Pasada la amenaza de la segunda guerra mundial y la posibilidad de que el mundo sucumbiera ante el desastre y las bombas atómicas, el cine sufre un declive ante la llegada de la televisión en forma masiva a los hogares en todo el mundo. Con una forma de entretenimiento de forma permanente en el hogar, la población dejó de asistir a los teatros por lo que el cine dejó de producir películas de forma masiva. Los niños y niñas empezaron a comportarse como adultos debido a que el contenido televisivo iba dirigido a una población madura y esta era su principal forma de entretenimiento y de crianza mientras los padres trabajaban. Como consecuencia, los

59

niños y las niñas tienen más protagonismo en la vida familiar y el desarrollo social porque ya no son inocentes sino que tienen una voz que demanda ser escuchada.

A partir de este punto y en la década de los 50, la infancia resurgió de a poco en el cine de una forma dramática y diabólica como modo de representar el miedo ante la postguerra; eventos como la guerra fría, la crisis de misiles en cuba y la guerra de corea contribuyen a que la realidad cambie y la infancia deje de ser inocente para volverse una especie de problema para el adulto y las instituciones sociales como la familia, la escuela, la iglesia que se quedan sin herramientas para encaminarla hacia un futuro casi inexistente.

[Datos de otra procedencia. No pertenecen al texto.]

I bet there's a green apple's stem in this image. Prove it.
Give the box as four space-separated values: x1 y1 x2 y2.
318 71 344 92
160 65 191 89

La familia y la sociedad se enfrentan entonces a dos formas de ver la infancia: la primera forma es tradicionalista donde los niños y niñas son inocentes y requieren de cuidados y protección la segunda forma, ve a la infancia como una etapa incierta que merece ser reconocida pero también castigada debido a sus formas violentas y delictivas producto de las circunstancias históricas en las cuales debió

formarse.

En la actualidad, la infancia en el cine se presenta de forma realista debido a las circunstancias sociales en las que su desarrollo toma lugar. La infancia hace parte de una sociedad y dicha sociedad tiene normas y formas de actuar que la representan de modo

característico: la cultura. Cada cultura es diferente por lo que la infancia no se puede generalizar, sino que debe ser representada y entendida de formas diferentes y específicas. El cine se ha vuelto entonces una forma de denuncia ante las instituciones sociales que dan la espalda a la infancia y la dejan desprotegida ante las circunstancias políticas, sociales, económicas, de valores y creencias del momento histórico actual.